Politique
Étudiants et politique: entre engagement, défiance et quête de renouveau
10/04/2026 - 10:14
Chahrazad Aiouch
La place des jeunes dans le champ politique revient au cœur des débats, à l’heure où le Maroc connaît des évolutions politiques et sociales marquées, notamment celle des étudiants, porteurs d’un regard critique et analytique sur les dynamiques en cours.
Entre l’ambition de redonner ses lettres de noblesse à l’action politique et la persistance de l’abstention et de la perte de confiance, se fait sentir le besoin d’une compréhension plus approfondie des représentations des jeunes vis-à-vis de la politique et de leur rôle dans l’action publique.
À l’approche des échéances électorales, l’intérêt pour les positions de cette catégorie s’intensifie, qu’elles émanent de l’intérieur des organisations partisanes ou de l’extérieur, en tant que levier essentiel de toute transformation démocratique réelle. Dans ce cadre, les déclarations d’une jeune non affiliée à un parti et d’un jeune engagé politiquement reflètent deux visions complémentaires de la réalité politique et des perspectives de participation.
Dans ce cadre Salma Karich, chercheuse en droit public à la Faculté des Sciences Juridiques, Économiques et Sociales – Souissi à Rabat, estime que réduire la politique à un simple rapport de force autour du pouvoir constitue une simplification excessive.
Elle affirme que la politique est, dans son essence, "une ingénierie rationnelle du vivre-ensemble", permettant de gérer les contradictions sociales de manière réaliste et de traduire les revendications quotidiennes en politiques publiques structurées, garantes de stabilité et de réponse aux besoins des citoyens.
Elle précise que ses attentes vis-à-vis des prochaines échéances ne se limitent pas à des slogans, mais reposent sur la nécessité de proposer des programmes réalistes, fondés sur une compréhension approfondie des réalités économiques et sociales.
Selon elle, toute réforme juridique ou constitutionnelle reste limitée si elle ne s’accompagne pas d’une amélioration concrète des conditions de vie. Elle insiste également sur l’importance de l’autonomisation des jeunes et de leur implication dans les sphères décisionnelles comme condition de la pérennité et de l’efficacité des institutions.
Concernant la participation politique, elle affirme qu’elle votera, considérant que le boycott représente un retrait qui laisse le champ libre à des minorités organisées. Le vote constitue, selon elle, un acte rationnel visant à contribuer à la construction d’institutions représentatives fondées sur une volonté réelle.
S’agissant de son évaluation de la situation politique, elle souligne l’existence d’un décalage entre les élites et la société, malgré la présence de cadres juridiques et institutionnels, évoquant un sentiment croissant de perte de confiance. Elle appelle ainsi à reconstruire le lien entre l’acteur politique et le citoyen, sur la base de la proximité et de l’écoute.

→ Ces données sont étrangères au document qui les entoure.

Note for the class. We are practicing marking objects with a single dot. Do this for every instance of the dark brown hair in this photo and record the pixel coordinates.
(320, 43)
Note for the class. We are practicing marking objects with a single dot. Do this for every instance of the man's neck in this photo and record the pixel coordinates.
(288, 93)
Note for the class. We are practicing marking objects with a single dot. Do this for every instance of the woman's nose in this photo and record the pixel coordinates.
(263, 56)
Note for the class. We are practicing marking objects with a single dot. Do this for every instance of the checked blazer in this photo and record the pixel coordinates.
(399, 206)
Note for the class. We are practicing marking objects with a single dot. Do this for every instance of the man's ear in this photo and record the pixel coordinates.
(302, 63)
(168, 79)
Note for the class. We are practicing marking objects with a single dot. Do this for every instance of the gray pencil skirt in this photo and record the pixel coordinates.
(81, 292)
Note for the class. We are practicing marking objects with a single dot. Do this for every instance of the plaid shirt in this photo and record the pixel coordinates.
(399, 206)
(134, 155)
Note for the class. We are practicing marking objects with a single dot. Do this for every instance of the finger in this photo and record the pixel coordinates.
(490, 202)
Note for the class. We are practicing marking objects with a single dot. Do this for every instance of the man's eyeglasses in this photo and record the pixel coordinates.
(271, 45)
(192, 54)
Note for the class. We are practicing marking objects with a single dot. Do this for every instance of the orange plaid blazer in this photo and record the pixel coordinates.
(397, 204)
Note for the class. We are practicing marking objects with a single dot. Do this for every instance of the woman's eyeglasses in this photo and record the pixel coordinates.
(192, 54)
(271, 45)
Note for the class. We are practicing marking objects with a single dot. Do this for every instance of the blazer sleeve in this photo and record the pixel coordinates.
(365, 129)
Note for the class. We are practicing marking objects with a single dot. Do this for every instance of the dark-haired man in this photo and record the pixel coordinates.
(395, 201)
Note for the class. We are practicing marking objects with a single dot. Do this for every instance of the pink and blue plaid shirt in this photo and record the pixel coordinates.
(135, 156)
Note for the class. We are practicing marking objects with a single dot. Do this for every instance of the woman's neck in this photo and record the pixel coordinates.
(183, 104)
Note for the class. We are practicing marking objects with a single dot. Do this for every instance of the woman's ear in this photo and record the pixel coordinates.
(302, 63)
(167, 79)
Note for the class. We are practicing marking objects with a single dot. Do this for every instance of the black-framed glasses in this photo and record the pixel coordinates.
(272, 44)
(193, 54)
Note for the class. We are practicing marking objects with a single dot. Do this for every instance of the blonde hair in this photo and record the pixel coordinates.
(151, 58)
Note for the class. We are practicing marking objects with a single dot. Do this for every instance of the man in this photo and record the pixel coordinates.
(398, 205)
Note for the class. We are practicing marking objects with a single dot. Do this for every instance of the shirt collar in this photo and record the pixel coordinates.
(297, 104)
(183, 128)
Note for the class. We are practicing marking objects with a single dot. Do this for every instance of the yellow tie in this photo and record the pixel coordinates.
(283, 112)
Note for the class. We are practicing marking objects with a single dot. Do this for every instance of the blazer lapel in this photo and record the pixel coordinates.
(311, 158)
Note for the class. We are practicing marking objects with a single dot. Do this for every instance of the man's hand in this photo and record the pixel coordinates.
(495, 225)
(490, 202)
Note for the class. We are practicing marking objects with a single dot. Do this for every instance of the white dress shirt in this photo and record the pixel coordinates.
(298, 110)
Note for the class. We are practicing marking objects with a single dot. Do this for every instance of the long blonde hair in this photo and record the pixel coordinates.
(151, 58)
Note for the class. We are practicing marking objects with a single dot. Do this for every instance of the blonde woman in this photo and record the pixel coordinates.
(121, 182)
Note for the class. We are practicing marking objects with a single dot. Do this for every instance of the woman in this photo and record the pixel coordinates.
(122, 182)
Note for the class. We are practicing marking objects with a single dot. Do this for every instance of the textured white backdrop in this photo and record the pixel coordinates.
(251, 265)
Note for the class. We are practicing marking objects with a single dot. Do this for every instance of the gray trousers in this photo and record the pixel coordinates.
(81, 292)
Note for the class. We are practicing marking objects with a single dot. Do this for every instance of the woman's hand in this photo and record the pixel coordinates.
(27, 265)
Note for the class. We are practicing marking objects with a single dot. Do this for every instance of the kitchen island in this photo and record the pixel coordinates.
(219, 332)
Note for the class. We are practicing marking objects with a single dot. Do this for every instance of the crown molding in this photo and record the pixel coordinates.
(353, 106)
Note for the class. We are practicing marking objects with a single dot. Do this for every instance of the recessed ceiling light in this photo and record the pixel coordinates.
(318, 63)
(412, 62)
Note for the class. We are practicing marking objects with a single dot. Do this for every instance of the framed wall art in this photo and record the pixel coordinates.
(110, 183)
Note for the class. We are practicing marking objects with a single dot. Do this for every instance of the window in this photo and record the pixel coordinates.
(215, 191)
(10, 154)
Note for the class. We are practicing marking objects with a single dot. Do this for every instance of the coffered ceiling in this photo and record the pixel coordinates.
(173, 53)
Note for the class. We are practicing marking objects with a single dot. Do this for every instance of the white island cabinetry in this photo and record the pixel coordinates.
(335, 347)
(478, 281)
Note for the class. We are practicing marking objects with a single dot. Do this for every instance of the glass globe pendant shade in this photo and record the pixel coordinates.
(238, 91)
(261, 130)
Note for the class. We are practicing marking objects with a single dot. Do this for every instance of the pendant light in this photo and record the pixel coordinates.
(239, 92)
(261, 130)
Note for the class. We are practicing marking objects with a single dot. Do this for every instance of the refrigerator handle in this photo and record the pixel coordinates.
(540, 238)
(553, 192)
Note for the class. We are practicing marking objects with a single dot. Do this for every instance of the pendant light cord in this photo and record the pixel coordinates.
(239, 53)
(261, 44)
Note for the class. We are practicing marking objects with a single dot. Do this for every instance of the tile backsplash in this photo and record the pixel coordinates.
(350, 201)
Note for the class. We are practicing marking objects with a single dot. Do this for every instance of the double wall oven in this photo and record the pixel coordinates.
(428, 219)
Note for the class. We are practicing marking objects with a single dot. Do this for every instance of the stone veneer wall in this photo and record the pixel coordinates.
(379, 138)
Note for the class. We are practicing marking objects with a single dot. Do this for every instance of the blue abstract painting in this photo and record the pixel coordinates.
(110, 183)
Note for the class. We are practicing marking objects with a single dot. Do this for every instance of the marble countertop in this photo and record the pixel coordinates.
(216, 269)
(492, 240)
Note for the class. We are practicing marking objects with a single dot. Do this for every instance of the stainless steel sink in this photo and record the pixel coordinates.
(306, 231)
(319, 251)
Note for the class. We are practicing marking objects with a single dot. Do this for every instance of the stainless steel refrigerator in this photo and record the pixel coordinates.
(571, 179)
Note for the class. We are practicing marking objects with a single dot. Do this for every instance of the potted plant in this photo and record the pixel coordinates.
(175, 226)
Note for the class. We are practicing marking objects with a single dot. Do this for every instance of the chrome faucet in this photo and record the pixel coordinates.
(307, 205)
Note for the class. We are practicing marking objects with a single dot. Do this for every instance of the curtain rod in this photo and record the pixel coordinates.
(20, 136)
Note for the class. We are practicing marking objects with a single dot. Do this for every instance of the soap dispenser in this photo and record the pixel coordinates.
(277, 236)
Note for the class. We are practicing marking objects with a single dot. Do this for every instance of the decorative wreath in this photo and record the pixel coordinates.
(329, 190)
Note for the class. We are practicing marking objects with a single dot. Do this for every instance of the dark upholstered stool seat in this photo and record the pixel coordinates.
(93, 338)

Elle met également en avant la dimension éthique de l’action politique, estimant que l’absence de conscience professionnelle vide la politique de sa dimension humaine, et plaide pour l’ancrage de la responsabilité morale comme condition essentielle d’une pratique politique crédible.
De son côté, Abdessamad Chaker, jeune membre du Parti de l’Istiqlal et conseiller communal élu à la commune de Mechouar Fès Jdid, propose une lecture issue de son expérience institutionnelle.
Il considère que la politique ne se réduit pas à une compétition électorale, mais qu’elle constitue avant tout une responsabilité éthique et un engagement au service du citoyen, visant la justice sociale, tout en insistant sur la nécessité de bâtir des institutions solides fondées sur la transparence et la reddition des comptes.
Il souligne que la scène politique fait face à des défis liés à la désaffection d’une partie des jeunes, qu’il attribue notamment à un manque de confiance ou au sentiment d’inefficacité du vote, estimant que le dépassement de cette situation passe par le renouvellement du discours politique et l’intégration réelle des jeunes dans les sphères décisionnelles.
Concernant les prochaines échéances, il affirme qu’il participera au vote, convaincu que la participation constitue le principal levier du changement, appelant les jeunes à un engagement positif au sein des institutions.
Il précise également que sa candidature éventuelle reste conditionnée par sa capacité à apporter une réelle valeur ajoutée, la confiance des citoyens et la disponibilité de conditions propices à une pratique politique responsable, se disant prêt à assumer cette responsabilité si ces critères sont réunis.
Malgré la diversité de leurs positions, ces deux voix convergent autour d’un enjeu central: la nécessité de reconstruire la confiance entre les jeunes et la politique, afin d’en faire un véritable outil de changement, plutôt qu’un espace de désengagement ou d’indifférence.